JPH01188862A - Electrophotographic sensitive body - Google Patents

Abstract

PURPOSE:To improve durability by relieving the thermal strains generated by a difference in the coefft. of linear expansion between a protective layer and photoconductive layer by an intermediate layer consisting of a high-polymer resin. CONSTITUTION:The photosensitive body is constituted of a conductive base 1, the photoconductive layer 2, the intermediate layer 3 and the protective layer 4. Namely, the intermediate layer 3 consisting of the soft high-polymer resin is provided between the protective layer 4 made of ceramics and the photoconductive layer 2. The thermal strains generated by a difference in the coefft. of linear expansion between the hard protective layer 4 and the photoconductive layer 3 are, therefore, relieved by the soft intermediate layer 3 interposed therebetween, by which the degradation in the adhesiveness of the protective layer 4 is prevented. Cracking of the protective layer 4 and exfoliation of the protective layer 4 are thereby prevented and the durability is improved.

Description

DETAILED DESCRIPTION OF THE INVENTION [Industrial Application Field] The present invention relates to an electrophotographic photoreceptor used in an electrophotographic system including professional processes such as charging, exposure, and development.

[Conventional technology 1 Conventional technology? h Electrophotographic photoreceptors, for example,
As disclosed in Japanese Patent No. 330704, a conductive support, a ceramic photoconductive layer formed on the surface of the conductive support, and a fi! + A protective layer made of Hiramix is known. In this photoreceptor, the damage resistance is dramatically improved by protecting the easily damaged photoconductive layer with a protective layer.

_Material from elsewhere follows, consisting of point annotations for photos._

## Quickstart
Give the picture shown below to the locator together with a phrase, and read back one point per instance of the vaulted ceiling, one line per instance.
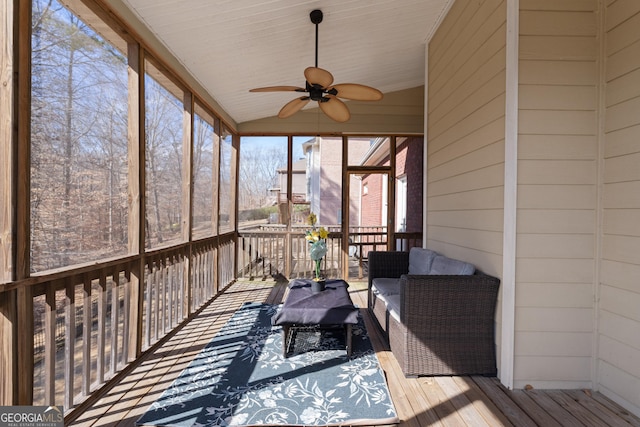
(231, 46)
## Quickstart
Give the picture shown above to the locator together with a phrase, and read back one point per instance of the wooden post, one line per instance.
(8, 300)
(391, 196)
(23, 327)
(136, 162)
(345, 207)
(187, 187)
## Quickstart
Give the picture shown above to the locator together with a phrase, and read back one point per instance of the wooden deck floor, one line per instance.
(424, 401)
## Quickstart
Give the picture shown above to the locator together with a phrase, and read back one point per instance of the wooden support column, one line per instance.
(346, 178)
(8, 299)
(136, 173)
(215, 201)
(391, 197)
(235, 174)
(187, 188)
(23, 327)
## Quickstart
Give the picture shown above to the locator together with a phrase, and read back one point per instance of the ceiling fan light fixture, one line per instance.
(318, 85)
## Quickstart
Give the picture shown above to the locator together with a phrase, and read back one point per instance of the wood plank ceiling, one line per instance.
(231, 46)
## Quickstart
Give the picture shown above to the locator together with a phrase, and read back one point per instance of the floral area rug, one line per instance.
(241, 378)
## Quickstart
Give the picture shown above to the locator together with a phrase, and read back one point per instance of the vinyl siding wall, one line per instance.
(557, 194)
(465, 130)
(619, 292)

[Problems to be Solved by the Invention] In the conventional electrophotographic photoreceptor described above, the photoconductive layer contains a Se compound (AS2Se3. 5e-Te)
Metal compounds such as dynamic yt and moon are used, and as the a layer, high hardness AIz03, S i O2 - 7 cera,
Mixed materials are used.

When this kind of photoreceptor is installed in a copying machine and used, the photoreceptor partially reaches temperatures of 100°C due to heat radiation from the fixing device or frictional heat from the cleaning blade.
The temperature rises to near. However, the tfA+expansion coefficient of 8l tox, 5tO2, etc. forming the protective layer is
1,1 than that of the Se compound forming the photoconductive layer.
It's small, about 5. Therefore, due to repeated temperature increases during continuous copying, thermal strain occurs within the protective layer, resulting in a problem that the density of the protective layer decreases. As a result, cracks occur in the protective layer or the protective layer peels off, leading to 1 & 1 damage to the light guide 'Fi layer.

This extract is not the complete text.